Contrary to Ellis’s argument, Yousey is readily distinguishable from this case. The claimant in Yousey suffered severe skull fractures that were the worst his doctor had ever seen as opposed to a small abrasion and soft-tissue swelling on the forehead. And unlike the present case, in Yousey there was evidence of objective findings based on shearing shown on an MRI and pneumocephalus on a CT scan. In contrast, the MRI and CT scan performed on Ellis as well as other diagnostic tests yielded normal results with no objective findings of a brain injury. Because Ellis failed to establish a compensable closed head injury with medical evidence supported by objective findings, he failed to meet the statutory requirements enacted by our legislature in this regard, and we are constrained to reverse the Commission’s finding of compensability.
IV. Conclusion
Having reviewed the record, we hold that the Commission’s finding of compensability for a closed head injury was not supported by substantial evidence because such injury was not established by medical evidence supported by objective findings. Accordingly, the decision of the Commission is reversed.
Abramson, J., agrees.
Thyer, J., concurs.
Cindy Grace Thyer, Judge, concurring. I agree with the majority that, under the current state of workers’ compensation law, we are left with no choice but to reverse the Commission’s decision regarding the compensability of Ellis’s brain-injury claim. However, for the reasons set forth in Judge Virden’s concurring opinion in Johnson v. Land O’Frost, Inc., 2025 Ark. App. 41, at 15, 704 S.W.3d 671, 680, I believe it is time for the legislature to revisit this issue.
Worley, Wood & Parrish, P.A., by: Jarrod S. Parrish, for appellants.
Walker Law Group, PLC, by: Eddie H. Walker, Jr., for appellee.
[1]City of Conway admitted compensability for work-related abrasions above Ellis’s left eye, to his knuckles, and to his knee. However, after Ellis had undergone numerous diagnostic tests, City of Conway subsequently controverted compensability for a brain injury based on its contention that there was no objective medical evidence of a brain injury.

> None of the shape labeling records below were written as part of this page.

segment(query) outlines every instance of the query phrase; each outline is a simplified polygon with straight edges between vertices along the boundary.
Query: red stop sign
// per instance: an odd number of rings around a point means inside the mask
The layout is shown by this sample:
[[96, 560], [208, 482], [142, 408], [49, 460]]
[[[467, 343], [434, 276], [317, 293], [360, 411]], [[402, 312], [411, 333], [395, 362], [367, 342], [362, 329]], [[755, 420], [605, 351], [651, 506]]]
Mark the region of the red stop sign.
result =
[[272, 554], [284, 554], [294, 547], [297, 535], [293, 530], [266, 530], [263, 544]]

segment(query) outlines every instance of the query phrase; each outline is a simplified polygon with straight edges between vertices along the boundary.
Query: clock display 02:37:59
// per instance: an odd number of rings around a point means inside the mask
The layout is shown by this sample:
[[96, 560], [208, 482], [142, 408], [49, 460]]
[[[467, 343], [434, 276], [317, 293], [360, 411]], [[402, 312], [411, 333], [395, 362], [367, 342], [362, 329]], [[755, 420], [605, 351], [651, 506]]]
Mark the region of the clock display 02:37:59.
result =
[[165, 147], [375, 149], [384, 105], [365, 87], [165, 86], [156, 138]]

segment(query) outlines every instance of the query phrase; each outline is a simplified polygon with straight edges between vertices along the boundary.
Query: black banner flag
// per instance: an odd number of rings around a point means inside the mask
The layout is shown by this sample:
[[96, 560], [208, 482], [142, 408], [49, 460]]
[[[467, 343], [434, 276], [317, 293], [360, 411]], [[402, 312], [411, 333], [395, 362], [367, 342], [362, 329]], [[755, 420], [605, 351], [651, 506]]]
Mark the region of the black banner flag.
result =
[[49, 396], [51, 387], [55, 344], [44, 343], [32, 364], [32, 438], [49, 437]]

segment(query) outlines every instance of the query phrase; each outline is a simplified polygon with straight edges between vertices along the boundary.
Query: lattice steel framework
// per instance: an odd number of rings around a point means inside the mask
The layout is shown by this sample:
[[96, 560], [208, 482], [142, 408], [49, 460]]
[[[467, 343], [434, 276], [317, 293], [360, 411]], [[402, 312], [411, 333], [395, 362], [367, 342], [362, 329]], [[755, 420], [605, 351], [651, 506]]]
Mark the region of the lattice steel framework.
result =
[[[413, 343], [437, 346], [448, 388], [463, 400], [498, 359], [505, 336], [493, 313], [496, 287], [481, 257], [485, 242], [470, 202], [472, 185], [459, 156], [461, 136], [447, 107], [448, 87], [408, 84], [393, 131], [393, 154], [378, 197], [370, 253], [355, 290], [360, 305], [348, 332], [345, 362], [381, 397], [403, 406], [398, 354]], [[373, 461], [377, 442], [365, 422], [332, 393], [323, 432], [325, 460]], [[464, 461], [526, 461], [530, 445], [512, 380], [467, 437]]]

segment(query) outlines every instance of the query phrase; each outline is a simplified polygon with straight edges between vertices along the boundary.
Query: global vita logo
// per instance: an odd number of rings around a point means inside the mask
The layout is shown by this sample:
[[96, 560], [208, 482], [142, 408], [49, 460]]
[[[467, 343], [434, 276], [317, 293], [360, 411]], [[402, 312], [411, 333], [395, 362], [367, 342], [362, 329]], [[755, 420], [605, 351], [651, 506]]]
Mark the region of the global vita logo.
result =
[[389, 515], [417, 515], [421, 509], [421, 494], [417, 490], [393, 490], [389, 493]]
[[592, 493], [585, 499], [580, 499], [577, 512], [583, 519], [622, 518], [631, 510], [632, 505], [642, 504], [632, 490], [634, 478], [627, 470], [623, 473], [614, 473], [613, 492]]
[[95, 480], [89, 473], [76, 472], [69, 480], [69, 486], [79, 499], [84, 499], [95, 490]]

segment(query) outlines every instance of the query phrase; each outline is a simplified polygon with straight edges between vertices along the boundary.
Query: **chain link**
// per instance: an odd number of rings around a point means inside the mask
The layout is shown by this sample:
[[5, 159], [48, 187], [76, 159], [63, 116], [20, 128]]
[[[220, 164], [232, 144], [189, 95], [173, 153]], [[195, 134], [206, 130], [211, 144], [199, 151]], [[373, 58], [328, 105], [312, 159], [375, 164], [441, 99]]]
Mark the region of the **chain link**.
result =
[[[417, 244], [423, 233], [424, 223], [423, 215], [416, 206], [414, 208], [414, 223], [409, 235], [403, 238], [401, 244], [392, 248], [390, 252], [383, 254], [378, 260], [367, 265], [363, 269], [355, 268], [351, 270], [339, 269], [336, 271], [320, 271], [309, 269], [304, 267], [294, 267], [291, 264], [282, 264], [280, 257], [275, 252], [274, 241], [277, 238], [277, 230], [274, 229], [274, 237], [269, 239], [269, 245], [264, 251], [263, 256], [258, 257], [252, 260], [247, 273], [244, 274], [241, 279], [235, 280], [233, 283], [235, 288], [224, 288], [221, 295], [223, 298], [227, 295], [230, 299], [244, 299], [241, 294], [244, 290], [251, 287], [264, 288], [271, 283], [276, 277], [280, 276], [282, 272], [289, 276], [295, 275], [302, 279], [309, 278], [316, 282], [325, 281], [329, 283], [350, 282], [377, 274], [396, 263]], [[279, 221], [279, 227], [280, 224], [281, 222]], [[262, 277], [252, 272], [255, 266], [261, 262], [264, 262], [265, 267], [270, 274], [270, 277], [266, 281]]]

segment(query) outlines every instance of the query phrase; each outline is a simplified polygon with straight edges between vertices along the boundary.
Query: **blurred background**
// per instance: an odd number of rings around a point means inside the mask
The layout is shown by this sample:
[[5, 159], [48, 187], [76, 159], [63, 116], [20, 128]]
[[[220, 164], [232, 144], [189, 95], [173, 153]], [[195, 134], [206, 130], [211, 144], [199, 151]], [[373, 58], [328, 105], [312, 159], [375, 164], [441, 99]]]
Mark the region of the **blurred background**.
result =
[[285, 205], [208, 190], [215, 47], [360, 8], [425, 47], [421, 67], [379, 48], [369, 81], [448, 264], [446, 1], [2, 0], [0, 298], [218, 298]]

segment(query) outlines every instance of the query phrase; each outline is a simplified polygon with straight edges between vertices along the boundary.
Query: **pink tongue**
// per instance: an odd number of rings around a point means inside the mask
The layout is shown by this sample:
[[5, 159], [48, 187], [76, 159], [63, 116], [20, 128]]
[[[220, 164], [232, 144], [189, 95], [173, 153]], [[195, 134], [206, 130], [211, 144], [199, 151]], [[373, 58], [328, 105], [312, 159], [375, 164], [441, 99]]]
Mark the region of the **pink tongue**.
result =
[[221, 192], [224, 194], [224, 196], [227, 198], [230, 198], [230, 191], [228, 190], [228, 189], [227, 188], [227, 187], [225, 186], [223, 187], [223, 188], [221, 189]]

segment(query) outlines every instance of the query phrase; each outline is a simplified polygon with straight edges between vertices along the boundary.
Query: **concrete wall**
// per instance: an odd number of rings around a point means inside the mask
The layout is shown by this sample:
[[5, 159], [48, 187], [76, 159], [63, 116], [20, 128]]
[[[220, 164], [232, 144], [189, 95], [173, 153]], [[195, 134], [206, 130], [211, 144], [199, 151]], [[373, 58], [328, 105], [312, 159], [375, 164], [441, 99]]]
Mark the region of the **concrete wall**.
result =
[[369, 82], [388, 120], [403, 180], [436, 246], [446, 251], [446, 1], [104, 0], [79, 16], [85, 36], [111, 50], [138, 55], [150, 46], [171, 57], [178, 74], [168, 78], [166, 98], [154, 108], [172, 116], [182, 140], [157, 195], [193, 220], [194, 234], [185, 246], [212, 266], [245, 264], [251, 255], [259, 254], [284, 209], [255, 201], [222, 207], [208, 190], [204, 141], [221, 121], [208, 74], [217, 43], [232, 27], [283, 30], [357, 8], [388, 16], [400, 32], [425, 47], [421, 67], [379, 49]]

[2]The Conway Police Department assigned Ellis to a light-duty job in the records department, and Ellis was released from the Department a little over a year later when it was determined that Ellis would be unable to resume his regular duties as a police officer. Ellis testified that he currently works for Shamrock Foods delivering boxes of food to businesses.
[3]We observe that no such legislative action has since been taken. See Johnson v. Land O’Frost, 2025 Ark. App. 41, at 16, 704 S.W.3d 671, 680 (Virden, J., concurring) (stating that “the objective-findings requirement in this area of workers’-compensation law ignores reality, medical technology, and common sense” and that, “quite simply, our legal system has not kept pace with the medical system.”).